Hadorn D C, Draper D, Rogers W H, Keeler E B, Brook R H
RAND, Santa Monica, CA 90406.
Stat Med. 1992 Feb 28;11(4):475-89. doi: 10.1002/sim.4780110409.
Mortality prediction models hold substantial promise as tools for patient management, quality assessment, and, perhaps, health care resource allocation planning. Yet relatively little is known about the predictive validity of these models. We report here a comparison of the cross-validation performance of seven statistical models of patient mortality: (1) ordinary-least-squares (OLS) regression predicting 0/1 death status six months after admission; (2) logistic regression; (3) Cox regression; (4-6) three unit-weight models derived from the logistic regression, and (7) a recursive partitioning classification technique (CART). We calculated the following performance statistics for each model in both a learning and test sample of patients, all of whom were drawn from a nationally representative sample of 2558 Medicare patients with acute myocardial infarction: overall accuracy in predicting six-month mortality, sensitivity and specificity rates, positive and negative predictive values, and per cent improvement in accuracy rates and error rates over model-free predictions (i.e., predictions that make no use of available independent variables). We developed ROC curves based on logistic regression, the best unit-weight model, the single best predictor variable, and a series of CART models generated by varying the misclassification cost specifications. In our sample, the models reduced model-free error rates at the patient level by 8-22 per cent in the test sample. We found that the performance of the logistic regression models was marginally superior to that of other models. The areas under the ROC curves for the best models ranged from 0.61 to 0.63. Overall predictive accuracy for the best models may be adequate to support activities such as quality assessment that involve aggregating over large groups of patients, but the extent to which these models may be appropriately applied to patient-level resource allocation planning is less clear.

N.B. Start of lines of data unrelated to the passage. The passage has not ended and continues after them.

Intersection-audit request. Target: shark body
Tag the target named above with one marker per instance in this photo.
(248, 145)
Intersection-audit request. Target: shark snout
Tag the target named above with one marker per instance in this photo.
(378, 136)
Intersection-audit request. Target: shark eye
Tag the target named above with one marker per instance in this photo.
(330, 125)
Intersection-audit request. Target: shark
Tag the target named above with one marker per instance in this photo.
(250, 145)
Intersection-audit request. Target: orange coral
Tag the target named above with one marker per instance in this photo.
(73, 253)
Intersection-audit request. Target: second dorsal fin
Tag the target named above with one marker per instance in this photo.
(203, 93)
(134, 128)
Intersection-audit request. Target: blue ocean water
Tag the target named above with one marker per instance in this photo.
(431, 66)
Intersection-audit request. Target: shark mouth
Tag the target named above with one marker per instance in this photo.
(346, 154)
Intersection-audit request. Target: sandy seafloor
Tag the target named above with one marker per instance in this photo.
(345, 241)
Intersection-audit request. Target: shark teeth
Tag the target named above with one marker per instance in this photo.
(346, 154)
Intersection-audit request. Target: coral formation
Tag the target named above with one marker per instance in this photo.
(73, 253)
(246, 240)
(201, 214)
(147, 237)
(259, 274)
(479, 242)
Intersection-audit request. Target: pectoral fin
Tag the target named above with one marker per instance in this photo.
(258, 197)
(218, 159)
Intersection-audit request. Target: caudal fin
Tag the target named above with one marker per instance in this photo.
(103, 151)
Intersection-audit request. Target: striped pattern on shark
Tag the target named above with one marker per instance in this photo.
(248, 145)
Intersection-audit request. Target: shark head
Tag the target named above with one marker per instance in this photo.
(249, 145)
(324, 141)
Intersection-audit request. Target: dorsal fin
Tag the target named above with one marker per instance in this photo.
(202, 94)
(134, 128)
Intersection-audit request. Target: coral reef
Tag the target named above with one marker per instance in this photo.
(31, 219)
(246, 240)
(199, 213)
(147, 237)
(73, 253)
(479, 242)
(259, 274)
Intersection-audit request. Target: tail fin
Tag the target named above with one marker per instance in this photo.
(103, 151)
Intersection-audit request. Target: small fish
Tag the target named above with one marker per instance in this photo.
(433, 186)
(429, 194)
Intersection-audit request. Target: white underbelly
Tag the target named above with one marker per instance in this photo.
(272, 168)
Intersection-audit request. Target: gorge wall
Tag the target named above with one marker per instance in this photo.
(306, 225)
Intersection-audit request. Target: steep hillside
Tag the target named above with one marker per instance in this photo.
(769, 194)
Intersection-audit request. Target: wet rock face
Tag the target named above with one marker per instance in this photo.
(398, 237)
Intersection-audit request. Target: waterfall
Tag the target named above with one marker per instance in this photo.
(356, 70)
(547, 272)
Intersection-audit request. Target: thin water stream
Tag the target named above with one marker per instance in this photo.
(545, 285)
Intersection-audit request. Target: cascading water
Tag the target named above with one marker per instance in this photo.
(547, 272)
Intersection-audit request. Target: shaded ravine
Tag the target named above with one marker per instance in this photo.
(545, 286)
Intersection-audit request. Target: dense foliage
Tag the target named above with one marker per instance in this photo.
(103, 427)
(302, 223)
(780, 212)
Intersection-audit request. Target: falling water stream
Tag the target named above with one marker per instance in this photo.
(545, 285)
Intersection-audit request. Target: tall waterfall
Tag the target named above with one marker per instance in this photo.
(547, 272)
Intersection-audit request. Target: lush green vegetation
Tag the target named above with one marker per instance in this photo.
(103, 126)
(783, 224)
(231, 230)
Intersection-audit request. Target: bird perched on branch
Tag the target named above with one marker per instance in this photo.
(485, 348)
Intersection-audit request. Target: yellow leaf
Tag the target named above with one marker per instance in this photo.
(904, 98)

死亡率预测模型作为患者管理、质量评估以及或许还有医疗资源分配规划的工具,具有巨大的前景。然而,人们对这些模型的预测有效性了解相对较少。我们在此报告对七种患者死亡率统计模型交叉验证性能的比较:(1)普通最小二乘法(OLS)回归,预测入院六个月后的0/1死亡状态;(2)逻辑回归;(3)Cox回归;(4 - 6)从逻辑回归派生的三种单位权重模型;以及(7)递归划分分类技术(CART)。我们在患者的学习样本和测试样本中为每个模型计算了以下性能统计数据,所有患者均来自2558名患有急性心肌梗死的医疗保险患者的全国代表性样本:预测六个月死亡率的总体准确性、敏感度和特异度、阳性和阴性预测值,以及与无模型预测(即不使用可用自变量的预测)相比准确率和错误率的提高百分比。我们基于逻辑回归、最佳单位权重模型、单个最佳预测变量以及通过改变误分类成本规格生成的一系列CART模型绘制了ROC曲线。在我们的样本中,这些模型在测试样本中将患者层面的无模型错误率降低了8% - 22%。我们发现逻辑回归模型的性能略优于其他模型。最佳模型的ROC曲线下面积范围为0.61至0.63。最佳模型的总体预测准确性可能足以支持诸如涉及大量患者汇总的质量评估等活动,但这些模型在多大程度上可适用于患者层面的资源分配规划尚不清楚。